Dexamethasone and transdehydroandrosterone significantly reduce pulmonary epithelial cell injuries associated with mechanical ventilation.

机构信息

Biomedical Research Centre, Qatar University, Doha, Qatar.

Department of Chemistry and Earth Sciences, Qatar University, Doha, Qatar.

出版信息

J Appl Physiol (1985). 2021 Apr 1;130(4):1143-1151. doi: 10.1152/japplphysiol.00574.2020. Epub 2021 Feb 18.

Abstract

Many patients who suffer from pulmonary diseases cannot inflate their lungs normally, as they need mechanical ventilation (MV) to assist them. The stress associated with MV can damage the delicate epithelium in small airways and alveoli, which can cause complications resulting in ventilation-induced lung injuries (VILIs) in many cases, especially in patients with acute respiratory distress syndrome (ARDS). Therefore, efforts were directed to develop safe modes for MV. In our work, we propose a different approach to decrease injuries of epithelial cells (EpCs) upon MV. We alter EpCs' cytoskeletal structure to increase their survival rate during airway reopening conditions associated with MV. We tested two anti-inflammatory drugs dexamethasone (DEX) and transdehydroandrosterone (DHEA) to alter the cytoskeleton. Cultured rat L2 alveolar EpCs were exposed to airway reopening conditions using a parallel-plate perfusion chamber. Cells were exposed to a single bubble propagation to simulate stresses associated with mechanical ventilation in both control and study groups. Cellular injury and cytoskeleton reorganization were assessed via fluorescence microscopy, whereas cell topography was studied via atomic force microscopy (AFM). Our results indicate that culturing cells in media, DEX solution, or DHEA solution did not lead to cell death (static cultures). Bubble flows caused significant cell injury. Preexposure to DEX or DHEA decreased cell death significantly. The AFM verified alteration of cell mechanics due to actin fiber depolymerization.

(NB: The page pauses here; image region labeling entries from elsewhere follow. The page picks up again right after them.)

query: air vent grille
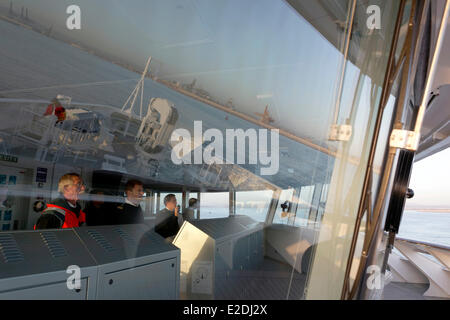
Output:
[41,232,67,258]
[87,230,115,251]
[0,234,25,263]
[114,228,136,244]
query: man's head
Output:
[189,198,197,209]
[58,173,85,204]
[125,180,144,204]
[164,194,177,211]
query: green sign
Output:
[0,154,19,162]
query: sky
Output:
[0,0,450,208]
[406,148,450,209]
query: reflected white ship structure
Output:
[0,58,178,178]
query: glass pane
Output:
[236,190,273,222]
[200,192,230,220]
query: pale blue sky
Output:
[0,0,450,207]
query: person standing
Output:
[155,194,182,238]
[34,173,86,230]
[183,198,198,221]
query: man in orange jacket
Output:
[34,173,86,229]
[44,98,66,122]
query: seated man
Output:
[155,194,182,238]
[34,173,86,229]
[116,180,144,224]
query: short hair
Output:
[164,193,177,205]
[58,172,81,193]
[125,179,144,191]
[189,198,197,207]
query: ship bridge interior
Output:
[0,0,450,300]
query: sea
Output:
[398,211,450,247]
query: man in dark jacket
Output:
[116,180,144,224]
[155,194,182,238]
[34,173,86,229]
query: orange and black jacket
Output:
[34,199,86,229]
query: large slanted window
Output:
[200,192,230,219]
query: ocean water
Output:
[398,211,450,246]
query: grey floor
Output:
[215,257,448,300]
[216,258,306,300]
[382,282,449,300]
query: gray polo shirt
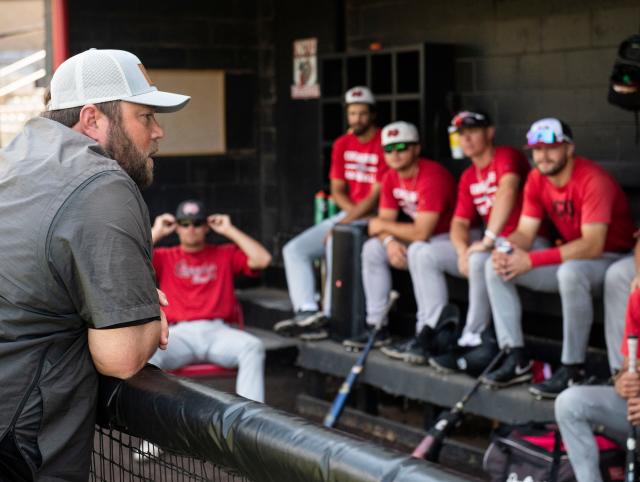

These results suggest potential beneficial effects of DEX and DHEA for ARDS treatment for patients with COVID-19. They are also critical for VILIs and applicable to future clinical studies. Preexposure of cultured cells to either dexamethasone or transdehydroandrosterone significantly decreases cellular injuries associated with mechanical ventilation due to their ability to alter the cell mechanics. This is an alternative protective method against VILIs instead of common methods that rely on modification of mechanical ventilator modes.

摘要

许多患有肺部疾病的患者无法正常充气,因为他们需要机械通气 (MV) 来辅助呼吸。MV 带来的压力会损害小气道和肺泡中的脆弱上皮细胞,这可能导致许多情况下的并发症,进而导致通气引起的肺损伤 (VILI),尤其是在患有急性呼吸窘迫综合征 (ARDS) 的患者中。因此,人们努力开发安全的 MV 模式。在我们的工作中,我们提出了一种不同的方法来减少 MV 引起的上皮细胞 (EpC) 损伤。我们改变 EpC 的细胞骨架结构,以增加它们在与 MV 相关的气道再开放条件下的存活率。我们测试了两种抗炎药物地塞米松 (DEX) 和去氢表雄酮 (DHEA) 来改变细胞骨架。使用平行板灌注室使培养的大鼠 L2 肺泡 EpC 暴露于气道再开放条件下。在对照和研究组中,细胞都暴露于单个气泡传播以模拟与机械通气相关的应激。通过荧光显微镜评估细胞损伤和细胞骨架重组,通过原子力显微镜 (AFM) 研究细胞形貌。我们的结果表明,在培养基、DEX 溶液或 DHEA 溶液中培养细胞不会导致细胞死亡(静态培养)。气泡流动会导致明显的细胞损伤。预先暴露于 DEX 或 DHEA 可显著降低细胞死亡。AFM 验证了由于肌动蛋白纤维解聚导致的细胞力学变化。这些结果表明 DEX 和 DHEA 对 COVID-19 患者 ARDS 治疗具有潜在的有益作用。它们对于 VILI 也很关键,并且适用于未来的临床研究。培养细胞预先暴露于地塞米松或去氢表雄酮可显著降低与机械通气相关的细胞损伤,因为它们能够改变细胞力学。这是一种替代的 VILI 保护方法,而不是依赖于修改机械呼吸机模式的常见方法。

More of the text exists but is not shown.